Книга о святом Трифоне получила название «Живые иконы. Святые и праведники Вятской земли», и рассказ там был не только о преподобном Трифоне, но и о новомучениках. Вышла она в 1999-м. А спустя некоторое время отец Сергий пригласил Андрея работать в гимназию. Там Драченков познакомился с будущей женой Ольгой – она и сейчас работает в гимназии социальным педагогом плюс преподаёт основы православной культуры. К учительскому делу Драченков подходил с опаской – он, как вы понимаете, не из строгих наставников, у которых на уроке слышно, как муха летит. Но и не из тех, кто не поймёшь что в школе делает. Таких, как он, дети если и слушаются, то, во-первых, потому, что интересно, а во-вторых, потому, что человек сказочный. Вроде и не волшебник, но с другой стороны – кто, если не он?

С чем приступить к ним, поначалу не знал. Идею подсказал отец Сергий.

«У многих народов, – сказал он, – было узелковое письмо, и в нашем языке следы этого, быть может, сохраняются, скажем, в виде выражения “С три короба наплёл”. Что вы об этом думаете?»

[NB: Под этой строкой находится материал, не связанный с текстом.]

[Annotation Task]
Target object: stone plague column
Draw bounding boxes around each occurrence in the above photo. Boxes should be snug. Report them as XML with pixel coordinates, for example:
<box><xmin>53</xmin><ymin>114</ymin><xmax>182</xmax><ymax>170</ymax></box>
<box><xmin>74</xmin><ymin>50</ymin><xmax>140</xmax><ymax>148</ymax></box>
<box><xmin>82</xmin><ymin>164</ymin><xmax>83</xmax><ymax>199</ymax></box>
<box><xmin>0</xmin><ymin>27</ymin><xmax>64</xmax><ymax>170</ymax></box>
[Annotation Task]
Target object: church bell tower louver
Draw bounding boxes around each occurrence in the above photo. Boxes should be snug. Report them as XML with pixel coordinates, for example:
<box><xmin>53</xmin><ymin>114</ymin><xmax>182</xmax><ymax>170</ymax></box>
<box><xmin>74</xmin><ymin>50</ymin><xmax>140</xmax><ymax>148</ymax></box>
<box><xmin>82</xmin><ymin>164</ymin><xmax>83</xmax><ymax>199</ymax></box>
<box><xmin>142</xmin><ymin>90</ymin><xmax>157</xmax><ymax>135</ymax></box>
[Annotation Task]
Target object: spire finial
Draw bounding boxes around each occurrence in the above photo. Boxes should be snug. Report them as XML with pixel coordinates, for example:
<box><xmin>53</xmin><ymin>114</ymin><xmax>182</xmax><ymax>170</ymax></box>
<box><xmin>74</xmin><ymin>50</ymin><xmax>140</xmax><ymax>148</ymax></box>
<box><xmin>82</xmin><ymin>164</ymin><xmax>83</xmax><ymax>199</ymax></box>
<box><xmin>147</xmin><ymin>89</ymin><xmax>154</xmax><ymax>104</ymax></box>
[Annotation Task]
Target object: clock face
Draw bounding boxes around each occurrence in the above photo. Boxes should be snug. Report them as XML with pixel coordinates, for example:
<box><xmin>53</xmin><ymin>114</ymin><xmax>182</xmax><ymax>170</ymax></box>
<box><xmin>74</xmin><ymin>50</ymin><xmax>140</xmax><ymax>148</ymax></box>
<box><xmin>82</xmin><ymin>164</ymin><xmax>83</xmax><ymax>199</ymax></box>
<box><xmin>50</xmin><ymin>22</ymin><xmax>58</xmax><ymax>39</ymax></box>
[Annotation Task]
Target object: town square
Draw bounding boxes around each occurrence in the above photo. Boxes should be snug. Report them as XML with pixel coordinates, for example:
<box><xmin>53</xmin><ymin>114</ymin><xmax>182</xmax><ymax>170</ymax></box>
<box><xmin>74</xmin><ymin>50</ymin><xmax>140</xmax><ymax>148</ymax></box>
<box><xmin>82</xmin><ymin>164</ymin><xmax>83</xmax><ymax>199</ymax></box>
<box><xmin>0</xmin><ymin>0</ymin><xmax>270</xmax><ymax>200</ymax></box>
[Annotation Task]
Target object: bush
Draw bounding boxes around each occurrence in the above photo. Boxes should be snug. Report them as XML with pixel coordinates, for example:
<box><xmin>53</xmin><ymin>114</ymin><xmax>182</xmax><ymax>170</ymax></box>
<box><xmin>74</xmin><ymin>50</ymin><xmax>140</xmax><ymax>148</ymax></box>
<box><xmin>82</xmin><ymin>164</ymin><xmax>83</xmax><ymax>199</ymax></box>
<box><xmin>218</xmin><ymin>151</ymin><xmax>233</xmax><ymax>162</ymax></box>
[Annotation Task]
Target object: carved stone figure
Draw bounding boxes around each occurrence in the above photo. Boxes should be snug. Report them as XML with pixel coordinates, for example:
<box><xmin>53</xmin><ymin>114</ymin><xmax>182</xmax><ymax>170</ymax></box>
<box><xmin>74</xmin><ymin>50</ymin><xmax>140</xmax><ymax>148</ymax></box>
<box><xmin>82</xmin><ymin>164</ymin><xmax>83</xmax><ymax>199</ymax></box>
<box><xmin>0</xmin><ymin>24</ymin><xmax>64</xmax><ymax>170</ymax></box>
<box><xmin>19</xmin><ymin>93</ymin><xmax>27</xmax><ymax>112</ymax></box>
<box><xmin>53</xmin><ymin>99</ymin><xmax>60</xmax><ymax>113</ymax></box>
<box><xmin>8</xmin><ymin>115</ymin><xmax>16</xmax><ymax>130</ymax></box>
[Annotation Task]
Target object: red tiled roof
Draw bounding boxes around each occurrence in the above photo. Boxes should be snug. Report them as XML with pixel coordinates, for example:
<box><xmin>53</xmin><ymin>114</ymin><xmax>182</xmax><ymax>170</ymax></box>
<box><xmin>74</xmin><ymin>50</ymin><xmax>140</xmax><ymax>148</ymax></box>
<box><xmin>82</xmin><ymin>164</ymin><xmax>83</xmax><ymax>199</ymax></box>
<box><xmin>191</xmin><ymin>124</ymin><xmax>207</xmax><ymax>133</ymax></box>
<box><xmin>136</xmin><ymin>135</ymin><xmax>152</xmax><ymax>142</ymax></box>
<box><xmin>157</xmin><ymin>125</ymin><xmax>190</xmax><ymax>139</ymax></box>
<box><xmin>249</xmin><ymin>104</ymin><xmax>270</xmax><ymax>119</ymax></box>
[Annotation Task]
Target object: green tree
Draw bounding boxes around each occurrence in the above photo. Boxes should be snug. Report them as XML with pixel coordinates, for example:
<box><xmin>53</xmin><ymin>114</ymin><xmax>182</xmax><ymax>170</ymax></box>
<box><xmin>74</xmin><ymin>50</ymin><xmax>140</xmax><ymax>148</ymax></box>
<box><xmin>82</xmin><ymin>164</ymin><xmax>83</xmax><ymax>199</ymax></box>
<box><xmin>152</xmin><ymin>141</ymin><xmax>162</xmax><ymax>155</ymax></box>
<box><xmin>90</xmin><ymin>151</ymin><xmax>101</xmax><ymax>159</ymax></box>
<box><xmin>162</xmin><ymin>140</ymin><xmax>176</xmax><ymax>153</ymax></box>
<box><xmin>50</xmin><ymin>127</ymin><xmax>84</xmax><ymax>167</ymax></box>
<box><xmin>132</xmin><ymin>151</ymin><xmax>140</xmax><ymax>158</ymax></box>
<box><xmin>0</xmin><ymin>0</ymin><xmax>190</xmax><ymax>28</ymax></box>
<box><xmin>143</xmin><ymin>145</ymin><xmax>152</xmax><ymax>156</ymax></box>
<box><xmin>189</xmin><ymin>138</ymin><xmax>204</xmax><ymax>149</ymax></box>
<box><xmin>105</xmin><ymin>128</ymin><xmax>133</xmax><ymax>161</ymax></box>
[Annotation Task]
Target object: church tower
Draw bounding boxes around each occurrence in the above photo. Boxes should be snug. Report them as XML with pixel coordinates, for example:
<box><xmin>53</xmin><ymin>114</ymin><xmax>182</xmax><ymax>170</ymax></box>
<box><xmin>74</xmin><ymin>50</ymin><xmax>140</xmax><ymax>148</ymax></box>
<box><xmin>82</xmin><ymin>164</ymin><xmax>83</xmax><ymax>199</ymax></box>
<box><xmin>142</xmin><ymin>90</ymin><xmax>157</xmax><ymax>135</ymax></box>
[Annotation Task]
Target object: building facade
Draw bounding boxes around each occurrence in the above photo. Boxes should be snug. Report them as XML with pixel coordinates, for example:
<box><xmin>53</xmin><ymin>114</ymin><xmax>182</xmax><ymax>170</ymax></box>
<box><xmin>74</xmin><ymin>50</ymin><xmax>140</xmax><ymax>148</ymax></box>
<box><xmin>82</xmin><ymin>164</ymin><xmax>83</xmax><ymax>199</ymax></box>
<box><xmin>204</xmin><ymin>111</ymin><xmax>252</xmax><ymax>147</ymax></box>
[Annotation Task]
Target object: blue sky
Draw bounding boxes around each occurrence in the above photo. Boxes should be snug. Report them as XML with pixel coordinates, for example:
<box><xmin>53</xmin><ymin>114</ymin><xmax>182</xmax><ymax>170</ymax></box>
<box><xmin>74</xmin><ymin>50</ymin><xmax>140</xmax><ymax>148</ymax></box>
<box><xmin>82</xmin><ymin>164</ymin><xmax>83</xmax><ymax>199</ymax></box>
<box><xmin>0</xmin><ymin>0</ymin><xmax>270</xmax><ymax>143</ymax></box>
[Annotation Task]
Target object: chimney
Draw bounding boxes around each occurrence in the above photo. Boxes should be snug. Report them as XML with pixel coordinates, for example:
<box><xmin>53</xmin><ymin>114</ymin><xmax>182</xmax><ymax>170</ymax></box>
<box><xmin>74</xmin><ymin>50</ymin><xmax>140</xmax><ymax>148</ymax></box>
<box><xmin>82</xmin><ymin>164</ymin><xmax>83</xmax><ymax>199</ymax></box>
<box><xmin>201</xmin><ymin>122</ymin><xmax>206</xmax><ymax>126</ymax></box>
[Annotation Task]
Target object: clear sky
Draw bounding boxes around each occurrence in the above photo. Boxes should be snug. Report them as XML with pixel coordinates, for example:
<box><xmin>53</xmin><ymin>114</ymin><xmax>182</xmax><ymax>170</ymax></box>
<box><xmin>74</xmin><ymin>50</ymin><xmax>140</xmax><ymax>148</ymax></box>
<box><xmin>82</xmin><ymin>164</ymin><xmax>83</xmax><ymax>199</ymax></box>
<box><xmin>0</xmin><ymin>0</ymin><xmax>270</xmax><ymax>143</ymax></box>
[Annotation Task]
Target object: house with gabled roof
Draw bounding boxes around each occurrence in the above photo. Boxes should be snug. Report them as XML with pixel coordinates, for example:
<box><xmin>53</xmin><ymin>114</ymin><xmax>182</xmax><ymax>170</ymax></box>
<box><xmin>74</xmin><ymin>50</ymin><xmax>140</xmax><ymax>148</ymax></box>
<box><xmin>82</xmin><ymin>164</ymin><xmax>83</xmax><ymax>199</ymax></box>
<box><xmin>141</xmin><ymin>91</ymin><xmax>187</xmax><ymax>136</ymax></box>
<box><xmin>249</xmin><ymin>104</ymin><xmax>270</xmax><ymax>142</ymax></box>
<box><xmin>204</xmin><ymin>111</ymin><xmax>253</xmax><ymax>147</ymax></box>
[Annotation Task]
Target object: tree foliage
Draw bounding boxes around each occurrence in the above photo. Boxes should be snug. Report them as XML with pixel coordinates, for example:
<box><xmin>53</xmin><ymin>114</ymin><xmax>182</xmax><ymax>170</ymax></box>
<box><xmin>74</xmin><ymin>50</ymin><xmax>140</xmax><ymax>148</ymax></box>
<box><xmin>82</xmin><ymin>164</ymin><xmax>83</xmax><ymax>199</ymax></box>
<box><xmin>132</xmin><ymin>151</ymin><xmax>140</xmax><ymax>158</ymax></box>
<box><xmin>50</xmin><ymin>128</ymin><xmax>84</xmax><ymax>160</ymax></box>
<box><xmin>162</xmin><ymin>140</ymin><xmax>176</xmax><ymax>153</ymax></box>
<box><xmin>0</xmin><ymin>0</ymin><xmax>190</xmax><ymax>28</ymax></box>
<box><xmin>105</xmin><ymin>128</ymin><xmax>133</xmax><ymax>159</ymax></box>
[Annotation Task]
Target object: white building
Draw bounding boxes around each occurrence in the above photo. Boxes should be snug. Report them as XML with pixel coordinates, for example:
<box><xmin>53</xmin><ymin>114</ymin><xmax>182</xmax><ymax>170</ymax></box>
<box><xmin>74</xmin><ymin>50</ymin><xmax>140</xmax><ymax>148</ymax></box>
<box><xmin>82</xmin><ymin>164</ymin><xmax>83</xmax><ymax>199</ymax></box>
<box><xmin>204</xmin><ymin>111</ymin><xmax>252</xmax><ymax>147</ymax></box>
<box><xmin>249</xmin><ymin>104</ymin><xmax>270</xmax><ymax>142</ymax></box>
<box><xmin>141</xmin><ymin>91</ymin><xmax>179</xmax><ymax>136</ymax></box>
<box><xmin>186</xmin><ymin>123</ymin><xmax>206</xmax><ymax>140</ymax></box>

Это был неожиданный подход к письменной культуре, и стал Андрей Павлович думать. Действительно, существует немало выражений, указывающих на древнее письмо, скажем: «Узелки на память», «Клубок песен», «Нить повествования». «Мощный пласт следов этого письма остался не только в языке, – объясняет он, – но и в орнаменте одежды, полотенец и так далее. Или возьмём стелу шестого века, где плетёнка высечена на камне. В Прибалтике, где родственная славянам культура, женщины до недавнего времени, до всеобщей грамотности, вели с помощью узелков что-то вроде домашней летописи или дневника. Посадил морковку – такой-то узелок, корова отелилась – другой. Так они структурировали свою жизнь».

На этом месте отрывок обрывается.